The characters in the show struggle with themselves and the way they want to approach life, against the direction that the unbearable forces in their lives want to take them. Most are torn between growing up and busting free from their frights and staying cocooned right where they are, where it’s comparably safe and warm.

“They’re all weird, conflicted characters because I think people are equal parts smart and stupid. It was just a simple formula that we stuck with. The kids kind of spoke in a socially advanced way, but they didn’t act in a socially advanced way,” said Small, a 31-year-old native of Springfield, Ill. “Brendon takes himself very seriously and I took myself very seriously when I was a kid too. I think the stakes are a lot higher when you’re younger. You don’t know how to not sweat the small stuff yet. Homework was a big fucking deal. You just don’t have the tools yet to not be so self-aware and to know that a lot of shit doesn’t make a difference. It doesn’t make a difference if you don’t do your homework.

“I lived in a fantasy world as a kid and it was fun. I was a very quiet kid. If you spoke to me, I would have turned all red and I would have been embarrassed.”

McGuirk is meant to look and sound rough, said Small, but the character’s inability to be anything by dreadfully honest is essentially what allows him to not come across as the bully that could have always been possible. He could have been a caricature combo of Momma from “Throw Momma from the Train,” the older brother from “Malcolm in the Middle” and a form of Sam Kinison, without as much shouting, but he becomes the lovable loser.

“He hates his mother. He can’t be in a relationship with a woman and he can never have sex,” Small said. “We wanted to make sure that he never got laid. Comically, it’s never funny when somebody gets laid. You’re never proud of your buddy when he gets laid, but you do laugh at him when he doesn’t.”

Small feels that “Metalocalypse” will be the perfect vehicle for his new creative endeavors. The death and violence alone is cause for celebration, but the music fiend in him is really what’s being fed with his Spinal Tap-ish band of knuckleheads. He went to school as a musician at Berklee College of Music in Boston, but quickly found out that it wasn’t for him. He wasn’t able to let his metal chops glow.

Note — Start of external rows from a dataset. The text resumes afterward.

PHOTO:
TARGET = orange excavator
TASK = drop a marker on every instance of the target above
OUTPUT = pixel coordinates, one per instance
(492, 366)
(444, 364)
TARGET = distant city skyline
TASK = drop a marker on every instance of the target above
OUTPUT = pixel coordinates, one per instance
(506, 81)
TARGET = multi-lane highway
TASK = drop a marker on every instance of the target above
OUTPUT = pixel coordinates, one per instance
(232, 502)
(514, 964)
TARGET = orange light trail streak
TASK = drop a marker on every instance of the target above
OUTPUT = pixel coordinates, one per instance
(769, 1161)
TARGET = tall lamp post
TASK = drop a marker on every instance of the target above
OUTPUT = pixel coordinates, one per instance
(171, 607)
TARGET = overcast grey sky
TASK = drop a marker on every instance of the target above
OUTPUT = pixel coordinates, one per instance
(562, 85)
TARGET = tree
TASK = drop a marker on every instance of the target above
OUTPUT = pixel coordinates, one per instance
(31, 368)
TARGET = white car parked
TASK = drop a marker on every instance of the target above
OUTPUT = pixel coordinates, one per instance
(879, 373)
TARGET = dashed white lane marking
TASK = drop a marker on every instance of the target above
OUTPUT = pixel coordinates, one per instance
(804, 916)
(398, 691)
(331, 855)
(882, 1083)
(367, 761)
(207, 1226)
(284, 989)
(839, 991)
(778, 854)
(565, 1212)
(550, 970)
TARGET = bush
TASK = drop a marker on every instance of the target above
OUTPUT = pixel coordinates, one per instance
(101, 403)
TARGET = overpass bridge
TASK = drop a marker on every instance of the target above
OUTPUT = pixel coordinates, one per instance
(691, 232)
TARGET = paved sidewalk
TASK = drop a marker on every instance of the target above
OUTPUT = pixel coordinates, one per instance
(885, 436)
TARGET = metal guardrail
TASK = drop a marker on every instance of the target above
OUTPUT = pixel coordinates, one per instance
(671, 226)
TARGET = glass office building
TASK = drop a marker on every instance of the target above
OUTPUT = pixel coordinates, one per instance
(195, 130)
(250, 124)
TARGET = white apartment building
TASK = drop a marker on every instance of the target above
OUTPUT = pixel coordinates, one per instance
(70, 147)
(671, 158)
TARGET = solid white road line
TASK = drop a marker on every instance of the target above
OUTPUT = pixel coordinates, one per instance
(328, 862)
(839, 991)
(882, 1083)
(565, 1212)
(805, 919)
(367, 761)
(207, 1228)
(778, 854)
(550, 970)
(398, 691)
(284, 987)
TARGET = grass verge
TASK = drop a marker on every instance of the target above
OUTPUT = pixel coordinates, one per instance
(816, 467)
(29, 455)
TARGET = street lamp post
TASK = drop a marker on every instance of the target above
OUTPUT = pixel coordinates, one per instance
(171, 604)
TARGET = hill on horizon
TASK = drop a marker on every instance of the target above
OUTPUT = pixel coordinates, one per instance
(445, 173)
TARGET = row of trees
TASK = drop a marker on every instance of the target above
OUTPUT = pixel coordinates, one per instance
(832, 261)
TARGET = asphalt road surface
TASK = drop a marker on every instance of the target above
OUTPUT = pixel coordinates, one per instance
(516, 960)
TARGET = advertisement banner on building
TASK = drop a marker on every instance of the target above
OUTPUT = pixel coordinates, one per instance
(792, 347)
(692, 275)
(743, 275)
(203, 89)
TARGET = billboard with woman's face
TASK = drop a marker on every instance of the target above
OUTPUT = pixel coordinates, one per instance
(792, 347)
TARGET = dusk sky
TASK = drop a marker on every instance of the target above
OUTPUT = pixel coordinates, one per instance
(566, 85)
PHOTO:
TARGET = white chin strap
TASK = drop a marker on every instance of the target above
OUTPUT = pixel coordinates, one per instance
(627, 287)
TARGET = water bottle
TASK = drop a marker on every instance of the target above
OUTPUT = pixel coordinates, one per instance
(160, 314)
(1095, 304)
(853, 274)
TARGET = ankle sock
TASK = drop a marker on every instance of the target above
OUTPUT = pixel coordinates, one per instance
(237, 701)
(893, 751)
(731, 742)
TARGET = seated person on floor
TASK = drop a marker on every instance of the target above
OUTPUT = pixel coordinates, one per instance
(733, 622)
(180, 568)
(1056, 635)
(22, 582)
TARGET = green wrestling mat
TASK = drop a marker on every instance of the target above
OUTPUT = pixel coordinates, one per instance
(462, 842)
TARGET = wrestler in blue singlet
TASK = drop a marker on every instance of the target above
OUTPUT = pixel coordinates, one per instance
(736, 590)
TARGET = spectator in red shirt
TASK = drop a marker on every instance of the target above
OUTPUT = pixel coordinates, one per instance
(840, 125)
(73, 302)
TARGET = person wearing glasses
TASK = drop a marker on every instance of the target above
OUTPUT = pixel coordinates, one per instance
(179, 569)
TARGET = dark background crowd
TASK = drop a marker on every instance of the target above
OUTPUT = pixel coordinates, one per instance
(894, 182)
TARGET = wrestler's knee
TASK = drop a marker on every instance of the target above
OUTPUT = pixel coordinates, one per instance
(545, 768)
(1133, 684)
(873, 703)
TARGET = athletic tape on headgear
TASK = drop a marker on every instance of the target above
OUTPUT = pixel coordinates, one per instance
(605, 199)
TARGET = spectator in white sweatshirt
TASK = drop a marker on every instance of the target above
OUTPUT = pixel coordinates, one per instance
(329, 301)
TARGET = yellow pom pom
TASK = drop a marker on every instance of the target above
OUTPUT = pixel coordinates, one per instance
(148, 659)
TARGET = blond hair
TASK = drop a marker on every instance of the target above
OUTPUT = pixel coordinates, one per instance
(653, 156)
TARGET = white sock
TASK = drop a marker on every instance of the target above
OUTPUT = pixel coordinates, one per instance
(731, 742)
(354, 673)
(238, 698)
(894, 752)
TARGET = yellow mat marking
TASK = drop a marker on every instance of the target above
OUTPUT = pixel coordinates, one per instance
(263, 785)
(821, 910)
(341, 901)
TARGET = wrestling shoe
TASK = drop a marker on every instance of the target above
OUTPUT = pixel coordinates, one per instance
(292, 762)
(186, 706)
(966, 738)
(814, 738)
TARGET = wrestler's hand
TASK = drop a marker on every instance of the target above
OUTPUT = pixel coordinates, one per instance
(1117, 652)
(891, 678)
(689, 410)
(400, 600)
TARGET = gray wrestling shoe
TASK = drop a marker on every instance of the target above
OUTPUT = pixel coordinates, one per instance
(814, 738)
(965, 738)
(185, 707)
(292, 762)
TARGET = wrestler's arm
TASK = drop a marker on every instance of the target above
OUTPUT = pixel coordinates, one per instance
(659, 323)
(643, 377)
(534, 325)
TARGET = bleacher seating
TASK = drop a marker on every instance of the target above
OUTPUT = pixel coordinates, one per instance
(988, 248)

“When you start playing guitar, you learn some Sabbath and then some Iron Maiden stuff. You start with Sabbath because it’s not as hard. My favorite bands are not metal bands, but metal’s dramatic and silly and grandiose. Its strong logic to the aggression is always kind of cool too. This was a time (during his days at Berklee) when people were embarrassed to play their guitars and you don’t really play metal at music schools anyway. I found I had little passion for being classically trained,” said Small, who soon started doing stand-up comedy at local clubs. “I bombed as much as I could. One night – and it happened to be a good night, one out-of-17 was a good one – I met (co-writer) Loren Bouchard and he asked me, basically, if I wanted to do voices for a program he was working on.”

The idea for “Home Movies” came shortly after the two began working together and even with the show’s success, Small said he doesn’t really get that close to it as he measures success by thinking about “The Godfather” and realizing that he’s not there yet. But he’s working on his new show with Metallica, King Diamond and Mark Hamill so that should count for something.

“I was spoiled rotten with ‘Home Movies,’” Small said. “But TV’s just a big temp job. You never know when the pregnant lady’s going to come back.”